Qu’est-ce qui explique votre popularité pendant que tout le monde est unanime que vous avez une humeur compliquée ?
Je ne suis pas compliquée. Loin de là, ce sont les clients eux-mêmes qui sont compliqués. Ils veulent tous être servis en premier. Je suis la seule serveuse, nous ne sommes que trois à faire ce travail.

Vous entretenez de bons rapports, selon mes remarques, avec les gros bras, pourquoi ?
Je vous ai dit que j’ai commencé près du night club bar dancing rally.

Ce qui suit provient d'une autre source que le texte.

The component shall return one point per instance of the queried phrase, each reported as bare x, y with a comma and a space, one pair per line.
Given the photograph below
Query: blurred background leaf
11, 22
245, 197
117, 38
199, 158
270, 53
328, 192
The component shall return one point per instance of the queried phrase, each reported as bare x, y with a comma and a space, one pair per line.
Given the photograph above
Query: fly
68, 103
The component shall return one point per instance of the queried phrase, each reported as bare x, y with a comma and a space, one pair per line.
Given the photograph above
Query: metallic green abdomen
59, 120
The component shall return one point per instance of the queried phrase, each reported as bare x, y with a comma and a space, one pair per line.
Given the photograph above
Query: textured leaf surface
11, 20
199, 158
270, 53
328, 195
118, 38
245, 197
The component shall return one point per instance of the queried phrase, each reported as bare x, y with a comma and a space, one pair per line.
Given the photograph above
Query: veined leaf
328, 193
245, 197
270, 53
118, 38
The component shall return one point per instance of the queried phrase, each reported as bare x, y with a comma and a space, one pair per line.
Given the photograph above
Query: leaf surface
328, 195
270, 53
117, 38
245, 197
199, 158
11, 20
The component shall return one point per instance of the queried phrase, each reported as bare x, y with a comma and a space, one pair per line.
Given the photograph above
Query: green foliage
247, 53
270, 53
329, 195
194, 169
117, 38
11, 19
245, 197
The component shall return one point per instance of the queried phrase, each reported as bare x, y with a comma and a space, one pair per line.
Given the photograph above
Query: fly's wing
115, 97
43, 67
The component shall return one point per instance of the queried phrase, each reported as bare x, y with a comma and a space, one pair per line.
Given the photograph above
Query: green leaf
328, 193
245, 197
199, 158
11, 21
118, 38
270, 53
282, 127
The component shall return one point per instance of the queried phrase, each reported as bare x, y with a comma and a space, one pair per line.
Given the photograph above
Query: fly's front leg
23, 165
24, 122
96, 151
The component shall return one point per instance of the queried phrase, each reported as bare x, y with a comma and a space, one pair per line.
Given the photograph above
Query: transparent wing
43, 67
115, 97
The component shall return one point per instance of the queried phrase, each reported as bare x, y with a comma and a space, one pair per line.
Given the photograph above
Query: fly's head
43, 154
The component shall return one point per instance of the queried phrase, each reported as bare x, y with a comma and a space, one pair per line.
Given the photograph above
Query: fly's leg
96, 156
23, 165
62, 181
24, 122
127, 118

Ces lieux sont fréquentés par les colosses. C’est la raison pour laquelle je me suis liée d’amitié avec ce clan d’individus peu orthodoxes. Ils me connaissent presque tous, me respectent et prennent ma défense en cas de pépins. Ils représentent une seconde famille pour moi.

Combien gagnez-vous par nuit de vente ?
Je ne sais pas vraiment.Tantôt ça marche, tantôt les clients se font rares. Au fait je n’ai pas pris l’habitude de remarquer mes bénéfices. C’est un grand défaut que je reconnais en moi. C’est ce qui fait la beauté de l’informel (rires). Tout ce que je sais, c’est que je réalise des bénéfices sans quoi, j’aurai arrêté il y a longtemps.

Qu’est-ce que vous visez dans l’avenir ?
Je commence à m’épuiser. Je voudrais juste changer de travail. Je ne dors jamais les nuits. Comme vous le voyez, je travaille tous les jours exception faite le lundi. Mon job est très fatiguant. Il y a des décennies que je travaille toutes les nuits, vous pouvez imaginer ce que cela peut avoir comme conséquences sur une femme de mon âge.